2019年ラグビーワールドカップ(W杯)日本大会と2020年東京五輪・パラリンピック。国内で続けて開催される国際的ビッグイベントを運営する組織委員会の事務方トップは、ともに中央省庁の事務次官経験者だ。ラグビーの嶋津昭氏(75)と五輪・パラリンピックの武藤敏郎氏(75)。どんな思いで大会と向き合っているのかを、両大会の運営に携わる元競泳選手の伊藤華英さん(33)が聞き、紙上対談形式にまとめた。

■求められる調整能力

 伊藤 組織運営のそれぞれの特徴は、どういったところでしょう。

 武藤 都庁や国、民間企業からの出向者、直接採用者と様々な立場の職員がいる。そうすると、相互理解において、小さな食い違いが生ずる。思いを一つにすることが非常に難しい。

 2014年1月の発足時の職員は約40人だったが、今や2千人。この先も増え、本番時は8千人になる。彼らと常に問題意識を共有しないといけない。組織として特殊なマネジメントが必要になる。

 嶋津 ラグビーW杯は開催12会場の19自治体と大会組織委の共催のような形をとっている。会場ごとに12の支部があり、職員は計約260人。20年大会と比べると、中小・零細企業だが、働き盛りの若手がいて活気がある。国際統括団体のワールドラグビー(WR)などから10人ほどの外国人が常駐し、職場に英語が飛び交っている。

 伊藤 マネジメントの鍵は何ですか。

 武藤 IOC(国際オリンピック委員会)やIF(国際競技団体)との調整だ。IOCと常にケンカするわけにはいかないが、言いなりになってもいい結果を生まない。そこのバランスの取り方です。

 伊藤 ラグビーも国際団体との調整は難しいのでは。

 嶋津 15年に新国立競技場の設計変更が決まりW杯で使えなくなった後は少しバタバタした。国際的に「失われた新国立」と評判が広まり、WRの理事会でも「本当に開催できるのか」と議論があったようだ。ただ、招致時の計画では横浜国際総合競技場で決勝を開催するつもりだった。今は雨降って地固まる、の状態だと思う。

■学んだ「SAY NO」の大切さ

 伊藤 中央省庁トップから畑違いの分野への転身ですが。

 嶋津 様々な自治体との交渉は、仕事を始めてから50年、ずっとやってきたこと。その延長線上です。

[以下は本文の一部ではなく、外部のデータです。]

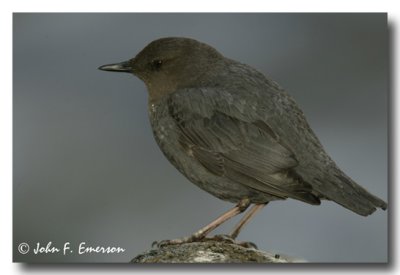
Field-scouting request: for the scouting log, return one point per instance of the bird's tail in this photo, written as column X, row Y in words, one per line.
column 354, row 197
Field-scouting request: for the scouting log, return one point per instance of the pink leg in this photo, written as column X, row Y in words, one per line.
column 200, row 234
column 246, row 219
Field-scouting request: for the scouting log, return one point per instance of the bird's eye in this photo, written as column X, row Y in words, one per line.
column 156, row 64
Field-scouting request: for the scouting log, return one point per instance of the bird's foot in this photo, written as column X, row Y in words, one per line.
column 230, row 239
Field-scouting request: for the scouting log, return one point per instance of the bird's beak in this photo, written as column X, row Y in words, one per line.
column 124, row 67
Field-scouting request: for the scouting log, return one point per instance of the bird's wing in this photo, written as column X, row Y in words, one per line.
column 245, row 150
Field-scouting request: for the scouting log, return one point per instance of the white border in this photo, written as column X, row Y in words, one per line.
column 7, row 7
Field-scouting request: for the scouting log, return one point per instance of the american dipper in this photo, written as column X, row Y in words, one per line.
column 236, row 133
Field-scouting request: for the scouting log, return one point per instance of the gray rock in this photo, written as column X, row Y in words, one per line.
column 210, row 251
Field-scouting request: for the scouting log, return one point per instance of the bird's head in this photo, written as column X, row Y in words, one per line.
column 169, row 63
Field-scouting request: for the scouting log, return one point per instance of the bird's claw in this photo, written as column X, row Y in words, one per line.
column 229, row 239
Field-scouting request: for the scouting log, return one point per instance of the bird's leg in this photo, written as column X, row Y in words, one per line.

 武藤 スポーツは私に向いていないと思った。でもロンドン五輪組織委のCEO(最高経営責任者)を務めたポール・ダイトン氏と会って変わった。彼は「SAY NOが大切だ」と言う。あちこちの要望にすべて応えたら、もたない。私も大蔵省主計局で各省の予算要求に「NO」と言ってきた。それならできるかも、と。もちろんすべてがNOではないけれど。

 伊藤 組織委同士で連携協定を結んだ。この先どんな協力を考えていますか。

 武藤 個人的なアイデアだが、1964年の東京五輪でカラーテレビが普及したように、今回は8Kテレビや自由視点映像が広まると思う。カメラを競技場の至る場所につけて、様々な視点の映像を提供する。今までとスポーツの見方が大きく変わる。それを世界中に発信したい。ボールゲームに最適だから、まずラグビーで導入してほしい。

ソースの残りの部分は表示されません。